HTTP Status[404] Errno [0]

Skandal Suap di Kejari Bone

22 August 2012 04:05
Skandal Suap di Kejari Bone
Illustrasi
  • share facebook - suara.com
  • share twitter - suara.com
  • share google plus - suara.com

BugisPos — Kepala Seksi Pidana Umum Kejaksaan Negeri (Kejari) Kabupaten Bone Rahman Morra terancam mendapatkan sanksi tegas dari Kejati Sulsel atas dugaan skandal suap senilai Rp140 juta yang diterimanya dari seorang terdakwa.

“Kami masih melakukan pengumpulan bukti-bukti karena tim juga masih bekerja. Tetapi jika itu terbukti, maka pasti akan ada sanksi tegas yang akan dijatuhkan kepada jaksa yang berani bermain-main,” tegas Asisten Pengawasan Kejati Sulsel Sugeng Purnomo, di Makassar, Selasa 15/8/12

Ia mengatakan, skandal suap yang melibatkan terdakwa Bachtiar karena kasus narkotika (Narkoba) telah menciderai rasa keadilan warga Bone.

Bachtiar sendiri telah divonis 1,2 tahun penjara berdasarkan putusan pihak PN Watampone.

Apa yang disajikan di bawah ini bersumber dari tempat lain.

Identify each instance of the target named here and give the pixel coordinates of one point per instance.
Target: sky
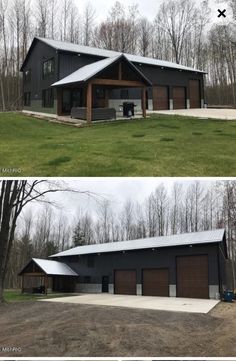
(117, 190)
(148, 8)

Skandal suap ini sendiri terbongkar setelah isteri terdakwa Bachtiar yakni Resmi kecewa dengan putusan pengadilan yang menjatuhkan vonis 14 bulan kurungan penjara terhadap suaminya.

Padahal dalam perjanjian yang disepekati antara Kasi Pidum Kejari Watampone Rahman dan pihak keluarga terdakwa melalui salah satu lembaga swadaya masyarakat (LSM) mestinya terdakwa diputus dengan cara rahabilitasi atau pengobatan. Namun perjanjian itu malah diingkari Rahman sehingga skandal suap ini dibeberkan.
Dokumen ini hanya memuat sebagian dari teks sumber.